Interviewsアスリート・インタビュー
オリンピック出場を目指し、たくさんの人から応援してもらえた6年間
入社式の翌日から、同期とともに新入社員研修に参加した。午前の講義を受けた後は練習に向かっていたため、午後の研修内容を翌朝同期から教わる約1か月半を過ごした。その後は奈良工場の設備・副資材関係の調達部門に配属され、決裁書類の整理や発注業務を担当。午前中は仕事、午後はウエイトリフティングという生活を3年間過ごした。
調達部門の職場では取引先企業の数が多いため、練習に向かうまでの業務時間内にたくさんの決裁書類を整理しなければならない。発注業務においては難しい専門用語に苦戦したが、職場の先輩たちが関連する会社のパンフレットを使いながら丁寧に説明してくれた。奈良工場の同期はもちろん、他部署の社員までもがオフィスで森下を見かけると「今度の試合頑張ってね!」と声をかけてくれる。森下にとって初めての世界選手権は2019年にタイで開催された。この時、タイのジェイテクト現地法人からたくさんの社員が応援に駆けつけてくれた。
社業と競技の両立という状況もそうであるが、学生時代と社会人とでは試合に臨む姿勢や日ごろの過ごし方も大きく変化したと言う。学生時代の練習では部員共通メニューをこなす必要があったが、社会人になってからは自分専用の練習メニューを自由に決められることもあり、のびのびと練習できる環境であったことと、新たに始めたメンタルトレーニングが相乗効果を発揮し、記録がグンと伸びた。
意外なことに、毎日バーベルを触っている彼女でも、練習の時は試合ほどのアドレナリンが出ないために「怖い」という気持ちになることもあれば、「失敗したくない」という意識が強くなり過ぎて、かえって失敗ばかりしてしまうこともあるそうだ。それをメンタルトレーニングによって、常に良いイメージでの練習ができるようになり、「怖い」という気持ちも和らいでいった。

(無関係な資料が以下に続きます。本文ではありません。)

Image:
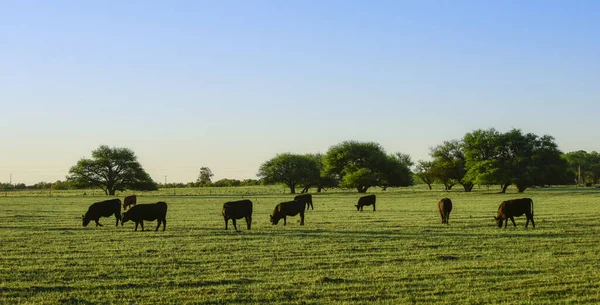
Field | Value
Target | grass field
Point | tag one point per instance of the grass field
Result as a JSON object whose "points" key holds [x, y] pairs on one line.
{"points": [[400, 254]]}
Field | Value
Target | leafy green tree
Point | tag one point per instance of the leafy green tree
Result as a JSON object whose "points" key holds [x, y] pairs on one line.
{"points": [[362, 165], [586, 163], [289, 169], [205, 176], [424, 171], [450, 165], [318, 178], [227, 183], [524, 160], [111, 169]]}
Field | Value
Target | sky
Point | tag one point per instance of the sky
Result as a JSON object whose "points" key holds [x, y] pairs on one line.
{"points": [[231, 84]]}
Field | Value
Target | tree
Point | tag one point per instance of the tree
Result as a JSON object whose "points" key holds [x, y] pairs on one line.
{"points": [[204, 178], [424, 172], [524, 160], [588, 164], [319, 178], [449, 165], [362, 165], [289, 169], [111, 169]]}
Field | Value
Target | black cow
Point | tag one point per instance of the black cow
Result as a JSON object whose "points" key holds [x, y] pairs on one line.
{"points": [[307, 198], [237, 209], [365, 201], [128, 201], [514, 208], [289, 208], [148, 212], [102, 209], [445, 207]]}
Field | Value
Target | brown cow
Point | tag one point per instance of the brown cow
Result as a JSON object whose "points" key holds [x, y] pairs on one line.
{"points": [[365, 201], [129, 201], [445, 207], [514, 208]]}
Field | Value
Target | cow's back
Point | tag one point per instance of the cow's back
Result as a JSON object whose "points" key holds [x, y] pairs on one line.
{"points": [[129, 200], [104, 208], [445, 205], [237, 209], [367, 200], [516, 207], [147, 211], [292, 208]]}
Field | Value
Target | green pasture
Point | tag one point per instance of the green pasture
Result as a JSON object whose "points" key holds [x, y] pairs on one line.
{"points": [[400, 254]]}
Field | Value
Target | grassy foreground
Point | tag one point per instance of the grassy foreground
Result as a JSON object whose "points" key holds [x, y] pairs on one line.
{"points": [[400, 254]]}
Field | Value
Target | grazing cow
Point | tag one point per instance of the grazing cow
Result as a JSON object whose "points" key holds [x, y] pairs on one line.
{"points": [[129, 201], [289, 208], [237, 209], [306, 198], [514, 208], [148, 212], [102, 209], [445, 207], [365, 201]]}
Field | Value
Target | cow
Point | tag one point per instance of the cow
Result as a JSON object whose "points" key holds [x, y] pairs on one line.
{"points": [[445, 207], [129, 201], [237, 209], [104, 208], [288, 208], [365, 201], [148, 212], [307, 198], [514, 208]]}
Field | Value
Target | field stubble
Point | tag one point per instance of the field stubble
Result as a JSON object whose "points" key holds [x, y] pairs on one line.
{"points": [[400, 254]]}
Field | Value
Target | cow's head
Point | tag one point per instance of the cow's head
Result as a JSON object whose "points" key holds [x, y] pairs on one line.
{"points": [[124, 218], [86, 221], [274, 220], [499, 221]]}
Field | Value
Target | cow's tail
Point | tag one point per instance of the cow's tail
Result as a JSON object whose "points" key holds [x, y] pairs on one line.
{"points": [[531, 203]]}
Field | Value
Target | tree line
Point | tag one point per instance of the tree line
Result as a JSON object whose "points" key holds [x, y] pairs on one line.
{"points": [[481, 157]]}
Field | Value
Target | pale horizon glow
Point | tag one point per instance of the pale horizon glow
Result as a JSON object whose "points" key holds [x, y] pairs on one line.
{"points": [[230, 84]]}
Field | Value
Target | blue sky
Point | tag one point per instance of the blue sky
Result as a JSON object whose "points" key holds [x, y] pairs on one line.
{"points": [[229, 84]]}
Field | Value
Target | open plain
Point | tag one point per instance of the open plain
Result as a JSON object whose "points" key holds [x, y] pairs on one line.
{"points": [[400, 254]]}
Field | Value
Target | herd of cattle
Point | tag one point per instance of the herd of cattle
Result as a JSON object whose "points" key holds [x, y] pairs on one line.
{"points": [[234, 210]]}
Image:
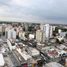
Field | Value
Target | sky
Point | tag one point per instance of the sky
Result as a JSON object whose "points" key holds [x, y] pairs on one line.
{"points": [[46, 11]]}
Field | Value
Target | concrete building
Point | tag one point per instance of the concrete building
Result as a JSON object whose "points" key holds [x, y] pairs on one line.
{"points": [[47, 31], [39, 35]]}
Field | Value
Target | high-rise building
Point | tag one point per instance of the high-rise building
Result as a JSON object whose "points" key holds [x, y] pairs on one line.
{"points": [[39, 36], [47, 31]]}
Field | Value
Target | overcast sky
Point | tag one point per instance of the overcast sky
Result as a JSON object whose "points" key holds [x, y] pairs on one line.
{"points": [[51, 11]]}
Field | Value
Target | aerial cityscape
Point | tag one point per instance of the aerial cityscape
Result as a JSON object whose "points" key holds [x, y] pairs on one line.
{"points": [[33, 33], [33, 45]]}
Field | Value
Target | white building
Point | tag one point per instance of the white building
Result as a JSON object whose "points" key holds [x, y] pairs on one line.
{"points": [[10, 33]]}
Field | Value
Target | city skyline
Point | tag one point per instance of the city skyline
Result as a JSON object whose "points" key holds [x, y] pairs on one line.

入社4年目からはパリオリンピック出場を目標に、十分な練習時間を確保するべく、調達業務を離れ、競技に専念することに決めた。2021年の第35回全日本女子ウエイトリフティング選手権大会では220㎏(スナッチ:100㎏、クリーン&ジャーク:120㎏)という記録で優勝を飾り、前回大会に続く2連覇を達成した。
<(写真左)2020年の日本選手権ではトータル227kg(スナッチ:102kg、クリーン&ジャーク:125kg)で優勝、(写真右)翌2021年の同大会でも優勝を果たした>
ただ、度重なるケガにも悩まされる。「ケガは治るものだから、くよくよしない」と前向きにリハビリと練習に取り組んでいたが、オリンピック出場という夢はついに叶えることができなかった。そして森下は2024年3月末をもって選手を引退し、新たな道を歩むことを決めた。
これからは「恩返し」をしたい
森下は、「母校、奈良県、ジェイテクトをはじめ、たくさんの人からの支援のおかげでウエイトリフティングを続けてこられた。選手という立場を離れても、ウエイトリフティング振興に貢献できるように強化選手たちのサポートをすることで、これまで支えてくれた人たちへの恩返しをしていきたい」という、これからの目標を教えてくれた。
2024年4月からは、学生時代に取得していた保健体育の教員免許を活かしたいという想いと奈良県からの声掛けもあり、奈良県内の特別支援学校に入職する。これから森下にとって新たな挑戦の日々が始まる。
<(森下)「今、なんで上げきれなかったと思う?」-(学生)「肩より上にあげるタイミングで止まりすぎちゃって・・・」-(森下)「タイミングが合わなくてスッと持ち上げられなかったね。さっきまではどうだった?」と高校生を指導する森下>
これまで応援してくださった皆さまへ
長い間応援していただき、ありがとうございました。皆さまのサポートが無ければ、ここまで頑張ってこられなかったと思います。
そして、13年間競技人生を全うできた自分を誇りに思います。
本当にありがとうございました。